Measuring inbound links: Google and MSN both support the link:www.mydomain.com command, which tells the search engine to list all the sites that link to yours. Yahoo! requires linkdomain:www.mydomain.com. What you're looking for are the total numbers reported, displayed near the top of the search.
Saturation is a count of the number of pages from your website that are indexed by a particular search engine. The more pages indexed, the more potential matches become visible for any given search, greatly increasing search visibility. In other words, a site with 10,000 pages indexed is statistically more likely to return a relevant match than a site with only 10 pages indexed.
Measuring search engine saturation: Use site:www.yourdomain.com as the search query. This one works in all of the big three search engines.

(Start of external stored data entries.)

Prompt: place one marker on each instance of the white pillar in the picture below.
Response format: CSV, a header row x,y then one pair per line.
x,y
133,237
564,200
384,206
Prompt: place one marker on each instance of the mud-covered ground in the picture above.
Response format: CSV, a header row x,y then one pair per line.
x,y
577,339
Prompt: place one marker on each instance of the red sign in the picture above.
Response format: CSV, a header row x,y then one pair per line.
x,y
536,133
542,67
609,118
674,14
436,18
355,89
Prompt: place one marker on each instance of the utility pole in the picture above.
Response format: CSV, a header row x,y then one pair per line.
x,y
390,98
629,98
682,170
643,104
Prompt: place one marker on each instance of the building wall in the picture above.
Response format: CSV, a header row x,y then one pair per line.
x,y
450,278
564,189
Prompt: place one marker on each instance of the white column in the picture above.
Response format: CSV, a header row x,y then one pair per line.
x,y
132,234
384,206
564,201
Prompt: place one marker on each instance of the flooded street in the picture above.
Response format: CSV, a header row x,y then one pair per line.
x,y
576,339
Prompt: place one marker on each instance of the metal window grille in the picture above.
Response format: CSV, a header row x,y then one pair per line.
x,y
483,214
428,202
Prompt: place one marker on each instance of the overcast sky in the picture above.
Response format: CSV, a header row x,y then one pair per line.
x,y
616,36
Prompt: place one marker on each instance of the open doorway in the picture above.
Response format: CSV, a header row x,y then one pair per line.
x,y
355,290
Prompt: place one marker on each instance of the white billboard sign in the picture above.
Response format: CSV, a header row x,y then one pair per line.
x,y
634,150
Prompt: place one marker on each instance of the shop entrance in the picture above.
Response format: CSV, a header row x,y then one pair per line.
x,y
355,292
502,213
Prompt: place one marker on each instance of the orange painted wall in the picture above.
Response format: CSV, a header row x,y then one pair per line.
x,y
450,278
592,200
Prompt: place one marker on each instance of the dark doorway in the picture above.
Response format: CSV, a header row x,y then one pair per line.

PageRank is a link analysis algorithm that assigns a numerical weighting to each element of a hyperlinked set of documents, such as the World Wide Web, with the purpose of "measuring" its relative importance within the set. The algorithm may be applied to any collection of entities with reciprocal quotations and references. The numerical weight that it assigns to any given element E is also called the PageRank of E and denoted by PR(E).
PageRank was developed at Stanford University by Larry Page (hence the name Page-Rank) and later Sergey Brin as part of a research project about a new kind of search engine. The project started in 1995 and led to a functional prototype, named Google, in 1998. Shortly after, Page and Brin founded Google Inc., the company behind the Google search engine. While just one of many factors which determine the ranking of Google search results, PageRank continues to provide the basis for all of Google's web search tools.
The name PageRank is a trademark of Google. The PageRank process has been patented (U.S. Patent 6,285,999 ). The patent is not assigned to Google but to Stanford University.
Measuring rankings: The Google toolbar can provide PageRank data. Keep in mind, it's usually lagged by a couple months or so. Alexa.com provides the traffic data that can be safely compared against your competition. The number you're looking for is revealed with the traffic rank button. Lower numbers are better.
Keyword visibility is a measure of your website's actual performance, for a set of generalized keywords. You should pick six or seven keywords that might be used to find sites like yours. The best way to collect these keywords is to ask your clients how they would search for your site, or to dig around in Google's Keyword Sandbox. Also, Wordtracker provides an online tool as well but, it will cost you to subscribe.
Measuring keyword visibility: Once you've collected the keywords, perform searches and check to see if your website shows up in the top 20 results. There are plenty of great standalone tools to help automate this task and run reports giving you a lot more detail on your progression..
You should collect data from Google, Yahoo!, and MSN search. Between them, the top three search engines account for 96% of all search traffic on the web. Google still holds the largest search audience, but Yahoo! and MSN have both made significant strides, and both have large shares of the search audience. It's important to factor all three into any search visibility analysis.
Knowing the numbers for your own site can be useful, but what really helps is knowing the numbers for competitive websites, as well. Make a list of two or three direct competitors, and then throw in another site that performs very well in your general industry or information space. Ideally, all of the sites should be able to attract an audience from your target market.
In Conclusion, you can analyze the data all you want but, the real goal here is to get on the first page for whatever your searchers are searching for. There are many factors that go into making this happen. I hope the information I've provided for you helps you in creating greater search engine visibility for you and your customers web sites.